Quantcast

The DNAinfo archives brought to you by WNYC.
Read the press release here.

Educator Team Creates Collaborative Culture at Inwood Academy

By Nigel Chiwaya | November 25, 2013 8:01am
  Ryan McCabe and Christina Reyes are working to foster an open environment at the Inwood Academy.
Inwood Academy's Ryan McCabe and Christina Reyes
View Full Caption

INWOOD — Uptown educators Christina Reyes and Ryan McCabe are both driven by the struggles of the past.

Reyes, 35, is a former reading teacher at Inwood's Manhattan Christian Academy while McCabe, 33, taught math at I.S. 192 Piagentini-Jones in Throggs Neck in the Bronx.

Frustrations set in for both teachers: Reyes was unhappy that the public school children that she tutored in afternoons either weren't reading books or couldn't read at proficient levels, while McCabe was grappling with a fluid school that he said suffered from a 70 percent turnover rate year-to-year.

Those frustrations have driven the two together. Reyes wrote the charter for the Inwood Academy for Leadership, which opened in 2010. McCabe applied to be a special education math teacher at the school two years ago.

Now the two work together — Reyes as executive director, McCabe as principal — to foster a culture of collaboration and learning that extends from teachers to students. This extends from the daily shout-out emails McCabe sends to teachers commending them on effective strategies that they have employed in their classrooms, to the points system that allows students to earn money for iPad cases or school trips by showing exemplary behavior.

The environment begins with a top-down focus on teacher development and retention, and Reyes said those goals were so important that the school hired Nathan Ecklund, author of the teacher development book "How Was Your Day at School?" as a consultant.

"If something isn't working, we talk about how we can change it," Reyes said. "We're not so set in our ways that, if something is really working against teachers, we wouldn't put it under the microscope."

The result, McCabe said, is a school where a performance teacher won an innovation award from her colleagues for helping her students perform a flash-mob on their regular homeroom teacher. It's a school where McCabe bought bungee chairs for a classroom at the suggestion of the reading teachers.

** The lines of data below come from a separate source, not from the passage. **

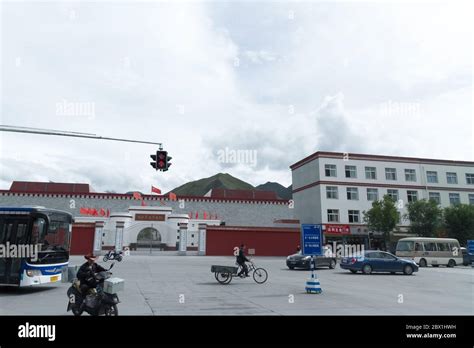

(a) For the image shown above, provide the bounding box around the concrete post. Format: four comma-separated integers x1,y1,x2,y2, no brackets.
115,221,125,251
178,222,188,256
198,223,206,256
93,221,105,255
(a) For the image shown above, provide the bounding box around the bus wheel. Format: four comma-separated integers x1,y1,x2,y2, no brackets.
447,259,456,268
419,258,427,267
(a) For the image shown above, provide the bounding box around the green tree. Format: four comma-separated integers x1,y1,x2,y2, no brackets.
363,195,399,247
443,204,474,245
405,199,443,237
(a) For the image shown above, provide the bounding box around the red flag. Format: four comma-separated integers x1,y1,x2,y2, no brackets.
79,207,87,215
99,208,106,216
151,186,161,194
195,211,199,219
91,208,98,216
169,192,177,201
203,211,207,220
141,199,147,206
133,192,142,200
106,209,110,217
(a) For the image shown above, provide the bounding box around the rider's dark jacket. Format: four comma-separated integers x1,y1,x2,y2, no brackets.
77,262,107,288
236,248,249,264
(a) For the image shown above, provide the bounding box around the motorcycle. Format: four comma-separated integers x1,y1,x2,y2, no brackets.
103,250,123,262
66,263,121,316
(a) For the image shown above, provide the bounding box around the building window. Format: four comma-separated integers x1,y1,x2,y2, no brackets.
407,190,418,203
365,167,377,180
405,169,416,182
348,210,360,223
469,194,474,205
426,171,438,183
345,165,357,178
325,164,337,177
387,189,399,201
367,188,379,201
466,173,474,184
385,168,397,180
449,193,460,205
191,234,194,238
346,187,359,200
326,186,338,199
327,209,339,222
446,172,458,184
429,192,441,204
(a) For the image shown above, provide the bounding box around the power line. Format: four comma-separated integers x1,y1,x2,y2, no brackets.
0,125,163,148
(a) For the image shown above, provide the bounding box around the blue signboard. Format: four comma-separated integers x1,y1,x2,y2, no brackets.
301,224,323,256
467,240,474,254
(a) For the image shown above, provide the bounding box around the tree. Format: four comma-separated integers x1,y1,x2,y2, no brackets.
363,195,399,248
443,204,474,245
405,199,443,237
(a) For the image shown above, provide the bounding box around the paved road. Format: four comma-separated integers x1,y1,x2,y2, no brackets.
0,255,472,315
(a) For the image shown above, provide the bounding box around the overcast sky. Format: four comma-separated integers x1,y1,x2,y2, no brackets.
0,0,472,193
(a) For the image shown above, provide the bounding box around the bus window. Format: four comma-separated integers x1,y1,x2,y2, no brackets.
424,242,437,252
15,223,28,244
397,240,414,251
1,223,13,243
437,243,450,252
414,242,422,251
31,218,46,245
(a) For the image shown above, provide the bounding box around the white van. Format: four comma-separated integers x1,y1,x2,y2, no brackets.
395,237,462,267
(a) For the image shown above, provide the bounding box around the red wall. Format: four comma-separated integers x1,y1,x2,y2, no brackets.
206,226,300,256
70,223,95,255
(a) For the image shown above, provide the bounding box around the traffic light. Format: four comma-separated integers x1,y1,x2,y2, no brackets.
150,153,158,170
150,150,172,172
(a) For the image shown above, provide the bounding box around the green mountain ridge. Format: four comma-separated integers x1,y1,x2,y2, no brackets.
169,173,292,199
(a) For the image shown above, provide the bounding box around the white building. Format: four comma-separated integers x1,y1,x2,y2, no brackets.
75,205,220,251
290,151,474,248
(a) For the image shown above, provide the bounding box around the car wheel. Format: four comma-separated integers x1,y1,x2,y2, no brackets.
447,259,456,268
350,270,357,274
329,259,336,269
419,258,427,267
403,265,414,275
362,264,372,275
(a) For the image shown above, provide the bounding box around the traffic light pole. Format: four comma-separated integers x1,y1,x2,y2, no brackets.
0,125,163,147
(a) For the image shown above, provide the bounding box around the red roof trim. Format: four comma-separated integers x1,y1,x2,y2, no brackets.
290,151,474,170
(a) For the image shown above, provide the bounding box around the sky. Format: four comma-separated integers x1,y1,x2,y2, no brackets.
0,0,472,193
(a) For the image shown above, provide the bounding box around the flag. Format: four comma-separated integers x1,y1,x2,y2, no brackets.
106,209,110,217
141,199,147,206
133,192,142,200
79,207,87,215
203,211,207,220
99,208,106,216
169,192,177,201
91,208,98,216
195,211,199,219
151,186,161,194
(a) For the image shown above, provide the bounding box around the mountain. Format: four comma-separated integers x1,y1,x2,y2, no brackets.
255,182,292,200
169,173,254,197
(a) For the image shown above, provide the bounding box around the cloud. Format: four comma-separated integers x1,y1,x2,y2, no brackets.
243,50,278,64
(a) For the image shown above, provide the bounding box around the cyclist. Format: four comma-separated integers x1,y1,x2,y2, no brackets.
236,244,250,277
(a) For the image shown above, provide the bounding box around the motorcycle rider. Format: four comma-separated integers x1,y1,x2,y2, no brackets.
77,253,107,294
236,244,250,277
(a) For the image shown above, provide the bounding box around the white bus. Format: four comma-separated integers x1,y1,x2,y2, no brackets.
395,237,462,267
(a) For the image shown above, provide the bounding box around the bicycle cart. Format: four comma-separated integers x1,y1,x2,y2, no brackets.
211,261,268,285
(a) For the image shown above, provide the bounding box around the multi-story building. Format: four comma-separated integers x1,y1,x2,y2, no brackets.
290,151,474,249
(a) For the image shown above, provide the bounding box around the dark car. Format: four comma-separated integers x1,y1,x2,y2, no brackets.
461,247,474,266
340,250,419,275
286,248,337,270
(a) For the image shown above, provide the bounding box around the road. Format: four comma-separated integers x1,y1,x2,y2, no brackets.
0,254,472,315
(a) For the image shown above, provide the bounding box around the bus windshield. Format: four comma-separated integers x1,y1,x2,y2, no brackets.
396,240,414,252
32,218,70,252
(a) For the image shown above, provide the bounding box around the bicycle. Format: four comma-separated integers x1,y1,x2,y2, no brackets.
211,260,268,285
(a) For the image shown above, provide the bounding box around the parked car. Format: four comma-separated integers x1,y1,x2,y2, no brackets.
340,250,419,275
286,247,337,270
461,247,474,266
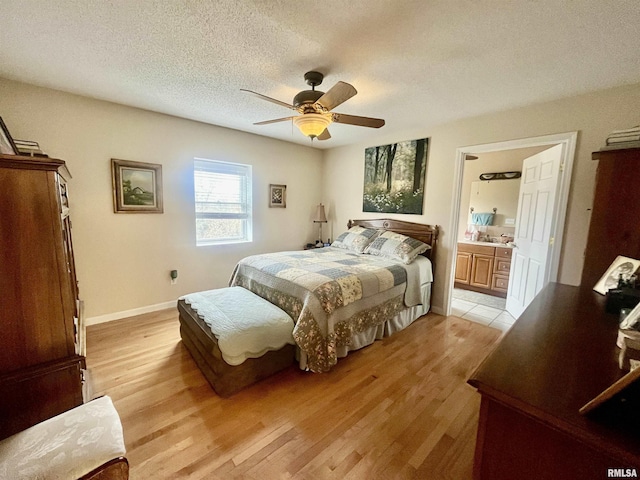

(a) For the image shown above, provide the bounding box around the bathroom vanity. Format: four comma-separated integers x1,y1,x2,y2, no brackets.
455,242,513,298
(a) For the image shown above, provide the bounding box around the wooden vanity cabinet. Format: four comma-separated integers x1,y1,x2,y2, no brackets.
0,154,85,440
470,253,494,289
456,243,512,297
455,251,473,284
491,247,513,294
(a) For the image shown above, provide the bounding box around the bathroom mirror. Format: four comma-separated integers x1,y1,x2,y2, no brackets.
469,180,519,227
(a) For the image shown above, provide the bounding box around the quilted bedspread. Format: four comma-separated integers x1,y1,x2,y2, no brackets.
229,247,419,372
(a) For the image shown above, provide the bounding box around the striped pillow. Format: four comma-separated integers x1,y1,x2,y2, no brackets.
331,226,380,253
364,231,430,264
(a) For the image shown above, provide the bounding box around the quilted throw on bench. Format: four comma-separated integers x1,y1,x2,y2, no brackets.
229,247,421,373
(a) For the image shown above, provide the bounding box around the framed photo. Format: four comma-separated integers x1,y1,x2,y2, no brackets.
269,184,286,208
0,117,18,155
111,159,163,213
593,255,640,295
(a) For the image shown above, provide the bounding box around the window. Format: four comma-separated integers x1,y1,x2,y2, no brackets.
194,159,252,246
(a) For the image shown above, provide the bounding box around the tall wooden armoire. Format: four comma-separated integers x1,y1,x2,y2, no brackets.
581,146,640,288
0,153,85,440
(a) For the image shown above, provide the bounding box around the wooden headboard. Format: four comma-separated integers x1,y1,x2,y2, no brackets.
347,218,439,264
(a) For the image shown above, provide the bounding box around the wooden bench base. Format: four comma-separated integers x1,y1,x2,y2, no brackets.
178,300,295,397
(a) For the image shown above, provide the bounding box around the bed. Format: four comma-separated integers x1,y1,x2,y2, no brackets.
179,218,438,375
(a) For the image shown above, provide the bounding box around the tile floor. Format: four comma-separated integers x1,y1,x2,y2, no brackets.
451,288,516,332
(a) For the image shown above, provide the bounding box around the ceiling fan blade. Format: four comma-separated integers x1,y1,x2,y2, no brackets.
315,81,357,111
240,89,296,110
317,129,331,141
253,116,295,125
331,113,385,128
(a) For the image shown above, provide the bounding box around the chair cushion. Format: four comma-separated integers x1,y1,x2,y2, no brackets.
0,396,126,480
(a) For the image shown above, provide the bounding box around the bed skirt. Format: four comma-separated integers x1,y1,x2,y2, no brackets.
297,282,432,370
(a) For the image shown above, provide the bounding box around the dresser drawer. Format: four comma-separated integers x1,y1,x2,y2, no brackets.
495,247,513,259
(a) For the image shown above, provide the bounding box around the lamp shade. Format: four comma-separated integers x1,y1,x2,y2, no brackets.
293,113,332,138
313,203,327,223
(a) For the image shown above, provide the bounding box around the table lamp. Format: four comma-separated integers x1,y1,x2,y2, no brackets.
313,203,327,247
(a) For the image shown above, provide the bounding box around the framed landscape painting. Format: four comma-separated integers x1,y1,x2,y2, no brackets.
111,159,163,213
363,138,429,214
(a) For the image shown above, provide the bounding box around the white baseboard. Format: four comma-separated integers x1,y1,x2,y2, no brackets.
85,300,176,326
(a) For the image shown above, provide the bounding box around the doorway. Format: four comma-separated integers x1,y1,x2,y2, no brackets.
445,132,578,323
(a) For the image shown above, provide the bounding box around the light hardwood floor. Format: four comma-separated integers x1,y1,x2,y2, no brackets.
86,309,501,479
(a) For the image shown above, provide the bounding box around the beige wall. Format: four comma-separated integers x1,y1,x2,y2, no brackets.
3,78,640,319
323,82,640,313
0,78,323,320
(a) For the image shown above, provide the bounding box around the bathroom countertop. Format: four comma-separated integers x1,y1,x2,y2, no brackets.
458,240,514,248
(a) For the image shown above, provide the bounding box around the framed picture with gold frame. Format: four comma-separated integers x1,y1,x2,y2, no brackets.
269,184,286,208
111,159,163,213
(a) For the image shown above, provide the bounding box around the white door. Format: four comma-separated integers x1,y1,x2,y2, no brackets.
506,145,563,319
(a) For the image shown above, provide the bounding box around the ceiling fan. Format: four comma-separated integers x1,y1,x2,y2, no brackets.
241,71,385,141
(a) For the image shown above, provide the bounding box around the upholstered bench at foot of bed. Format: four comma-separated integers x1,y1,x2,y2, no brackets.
178,287,296,397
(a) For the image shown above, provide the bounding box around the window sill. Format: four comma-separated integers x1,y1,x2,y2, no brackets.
196,239,252,247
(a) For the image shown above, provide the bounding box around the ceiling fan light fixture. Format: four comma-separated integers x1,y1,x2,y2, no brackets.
293,113,332,138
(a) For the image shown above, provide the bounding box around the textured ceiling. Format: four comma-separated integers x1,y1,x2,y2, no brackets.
1,1,639,149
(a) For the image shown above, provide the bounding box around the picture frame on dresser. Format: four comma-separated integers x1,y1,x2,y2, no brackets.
593,255,640,295
111,158,163,213
0,117,18,155
579,363,640,415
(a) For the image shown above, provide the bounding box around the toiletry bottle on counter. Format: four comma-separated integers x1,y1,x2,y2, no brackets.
472,230,479,242
464,226,473,241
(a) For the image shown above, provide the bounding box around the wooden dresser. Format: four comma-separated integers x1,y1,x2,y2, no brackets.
455,243,513,298
0,154,84,440
468,283,640,479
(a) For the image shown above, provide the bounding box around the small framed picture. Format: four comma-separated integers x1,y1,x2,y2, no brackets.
269,184,286,208
111,159,163,213
593,255,640,295
0,117,18,155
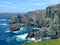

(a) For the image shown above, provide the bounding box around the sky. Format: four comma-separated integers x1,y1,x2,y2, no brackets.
0,0,60,13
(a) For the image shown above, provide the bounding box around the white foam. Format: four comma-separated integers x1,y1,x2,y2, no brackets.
35,37,51,42
36,38,43,42
15,33,28,41
19,27,29,33
5,27,25,33
5,30,20,33
6,27,29,33
33,28,40,29
31,38,35,40
44,37,51,40
12,30,20,33
16,33,28,39
20,27,26,31
0,19,7,21
28,38,36,41
0,23,7,25
6,30,10,32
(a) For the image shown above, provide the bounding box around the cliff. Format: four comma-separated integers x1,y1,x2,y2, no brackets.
26,4,60,39
8,4,60,39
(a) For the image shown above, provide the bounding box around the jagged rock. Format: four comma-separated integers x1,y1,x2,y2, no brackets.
26,28,35,38
8,15,22,31
25,10,46,28
10,23,20,31
46,6,51,18
10,15,22,24
46,4,60,25
46,4,60,18
26,27,60,40
7,4,60,39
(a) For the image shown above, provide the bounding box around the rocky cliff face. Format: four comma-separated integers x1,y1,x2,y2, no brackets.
46,4,60,18
8,4,60,39
26,4,60,40
25,10,46,28
26,10,46,21
46,4,60,27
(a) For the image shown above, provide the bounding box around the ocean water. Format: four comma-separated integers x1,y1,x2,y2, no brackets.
0,15,51,45
0,15,31,45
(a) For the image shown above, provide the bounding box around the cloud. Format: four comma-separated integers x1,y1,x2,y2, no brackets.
47,0,60,4
0,1,18,9
0,1,19,13
28,2,49,6
0,0,60,13
27,0,60,6
0,4,17,9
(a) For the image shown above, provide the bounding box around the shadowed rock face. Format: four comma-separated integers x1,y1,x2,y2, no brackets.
26,28,35,38
46,4,60,20
46,4,60,17
26,27,60,39
8,15,22,31
10,23,20,31
46,4,60,28
9,15,22,24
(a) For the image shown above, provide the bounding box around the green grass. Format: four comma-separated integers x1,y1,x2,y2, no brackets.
23,38,60,45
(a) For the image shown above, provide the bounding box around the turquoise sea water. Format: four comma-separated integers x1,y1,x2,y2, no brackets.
0,16,32,45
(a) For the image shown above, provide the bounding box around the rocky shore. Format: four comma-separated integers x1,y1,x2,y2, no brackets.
7,4,60,40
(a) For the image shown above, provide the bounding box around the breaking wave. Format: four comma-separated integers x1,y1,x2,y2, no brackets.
0,23,7,26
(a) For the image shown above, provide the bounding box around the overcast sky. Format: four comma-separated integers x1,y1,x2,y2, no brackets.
0,0,60,13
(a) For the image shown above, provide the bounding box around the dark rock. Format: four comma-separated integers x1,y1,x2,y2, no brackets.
26,28,35,38
10,23,20,31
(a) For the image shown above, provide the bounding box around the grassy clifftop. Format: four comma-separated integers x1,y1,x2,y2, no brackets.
24,38,60,45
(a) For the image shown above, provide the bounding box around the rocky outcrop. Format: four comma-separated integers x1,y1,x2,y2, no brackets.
26,27,60,39
26,28,35,38
25,10,46,28
10,23,20,31
8,15,22,31
9,15,22,24
8,4,60,39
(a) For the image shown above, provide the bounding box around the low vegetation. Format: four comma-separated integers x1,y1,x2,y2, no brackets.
24,38,60,45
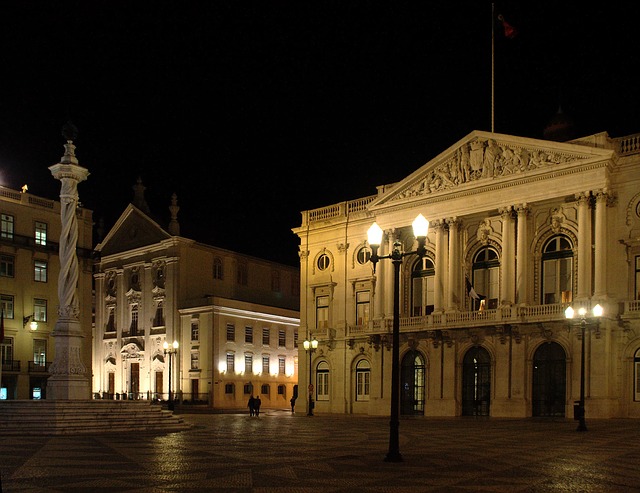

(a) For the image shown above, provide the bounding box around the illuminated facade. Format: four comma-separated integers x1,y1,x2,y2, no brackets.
294,129,640,418
93,200,300,410
0,185,93,400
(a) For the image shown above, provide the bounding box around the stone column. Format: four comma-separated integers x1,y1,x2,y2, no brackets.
433,220,446,312
515,204,529,304
499,206,515,305
446,218,459,310
594,190,608,298
383,229,395,319
47,134,91,400
576,193,592,300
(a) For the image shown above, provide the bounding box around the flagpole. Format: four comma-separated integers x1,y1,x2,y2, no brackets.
491,2,495,133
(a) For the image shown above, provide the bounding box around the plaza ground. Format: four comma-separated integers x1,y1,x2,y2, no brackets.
1,408,640,492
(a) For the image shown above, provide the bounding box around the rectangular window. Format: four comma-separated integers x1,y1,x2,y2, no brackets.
33,339,47,367
190,351,199,370
316,295,329,329
225,383,234,394
226,323,235,342
356,290,370,326
191,321,199,341
245,326,253,344
271,270,280,292
356,370,370,401
261,383,269,395
34,260,48,282
1,337,13,365
0,255,15,278
243,383,252,394
237,262,247,285
278,329,286,348
0,295,14,319
317,371,329,401
34,299,47,322
277,384,285,395
106,306,116,331
245,354,253,374
1,214,14,240
226,352,235,373
278,356,285,375
35,221,47,246
262,328,270,346
262,355,269,374
153,300,164,327
130,304,139,334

"They wanted something where our jumpy kids can sit in a chair and really read," McCabe said. "So I bought six of them, and then the social worker wanted them, and then the assistant dean wanted them. It's kind of caught on like wildfire."

Working at Inwood Academy is a delicate operation as the 5-8 school is located in two campuses separated by a mile: grades 5 and 6 are located in a trailer at 93 Nagle Ave. in Fort George, while grades 7 and 8 share space with the Good Shepherd School at 620 Isham Ave. in Inwood. The school is expected to add a ninth grade next fall, and is anticipating leaving its Nagle Avenue location for the space vacated by the defunct St. Jude elementary school.

Inwood Academy's two campuses, on Nagle Avenue in Fort George and Cooper Street in Inwood, are a mile apart. How do you manage two different locations?

McCabe: It causes me to be a very good planner because I need to be very structured in what I'm doing. If not done well it appears as if I'm not in either building, but if I'm doing it well it appears as if I'm here the whole time and in Cooper the whole time. And it's also about bringing people up and making them leaders, so if I'm in Nagle today, I know that Cooper is being run well.

Do you have a set schedule? Monday you're at Cooper, Tuesday you're at Nagle?
McCabe: What has worked is for me to sketch out a plan of what I need to accomplish for the week and then allocate time. So if I have three teachers in Nagle that I need to work with this week but I've got seven in Cooper, I'm going to allocate more time to Cooper this week. But I also send a daily email to our teachers and one of the sections is "Where's Ryan?" and I very clearly label: I'm at Cooper at this time and I'm at Nagle at this time, so everyone knows where I'm going to be.

What's with the college pennants that are on top of every classroom?
McCabe: We're really college focused. Part of that is through taking kids on college trips. March 20th is a day we've outlined where we'll shut down the school and say that every kid in the school is going to visit a college that day, whether you're in fifth grade or eighth grade. We want to make it an option, but we also want to help you make informed choices, so we're going to surround you with colleges, we want to show the names of colleges. So when you're ready to make that decision, you're not just looking at the colleges that you've heard that a friend or cousin went to.

Reyes: The goal is for each student to visit 16 schools before they graduate. We even went to a CUNY School for mariners that no one ever knows about, but it's all about working on a ship, and there might be a kid that wants to do something like that.

You're adding a new grade and moving to a new building next year. How will you manage that?
Reyes: We have to do work. This building [Nagle] looks like an elementary school. Our other building looks like a middle school; now we're going to put all those kids together. What does that look like? Here the kids walk to class in lines, and in the other building we're trying to transition them to making choices on their own, so how we do that in one building is something we're going to have to talk about and figure out as a staff. We'll have to work out what the culture looks like.